俺は別に死んでいないのだが、騎士の勘違いもあって『死んだことで能力が暴走し、真の力が……』みたいな展開になった。これはチャンスであり、ほどよいところで大型を解体して『呪いの勇者は力を使い果たし、完全に死んだ』ことにしておきたい。
「後ろからズドンってプランは、封印でいいか」
いちおうナックルナイフを確認するが、もう、これの出番はないだろう。予定では大型に注意を引き付けておき、『背後から呪いの針を打ち込んで終わり』のつもりだったが、この展開なら俺の生存は隠しとおせる。
「…………」
「ん? お前たちも、戦いたいのか」
再生した左腕や、呪いを宿した脇差たちが震える。俺の腕は触媒にしたことで無くなったわけだが、代わりに血肉で即席の義手を作った。

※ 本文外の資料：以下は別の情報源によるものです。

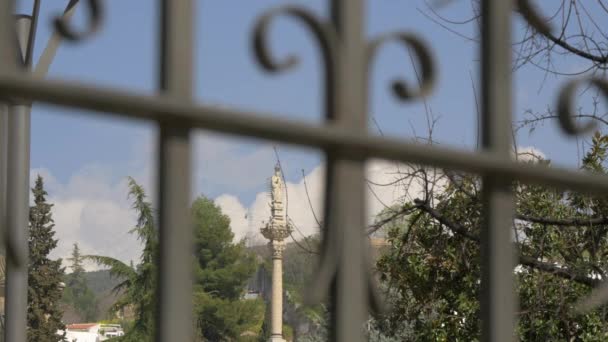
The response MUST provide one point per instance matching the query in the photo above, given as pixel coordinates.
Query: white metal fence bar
(498, 299)
(17, 186)
(174, 314)
(345, 189)
(267, 126)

そしてコイツラは同系の呪いではあるものの、大型とは別個体として存在しており、やはりあの戦いに参戦したいようだ。
「まぁ、そうだよな。仕方ない」
本人がここを死に場所(成仏)にする事を望むなら、止めるのは無粋。
「左腕は…………諦めるか」
左腕を切り離し、そこから生まれた小さな人型に脇差とナックルナイフを託す。腕どころか武器まで無くなってしまったが…………まぁ、普通の武器なら山ほど転がっているので、適当に拝借させてもらおう。
「やるからには…………ラスキル、とって来い!」
「…………」
首を飾る趣味は無いが、やるからにはトドメは取りたい。そんな事を考えながら空を見上げると…………夜明けが近づき、(たぶん)東の空が紫に染まっていた。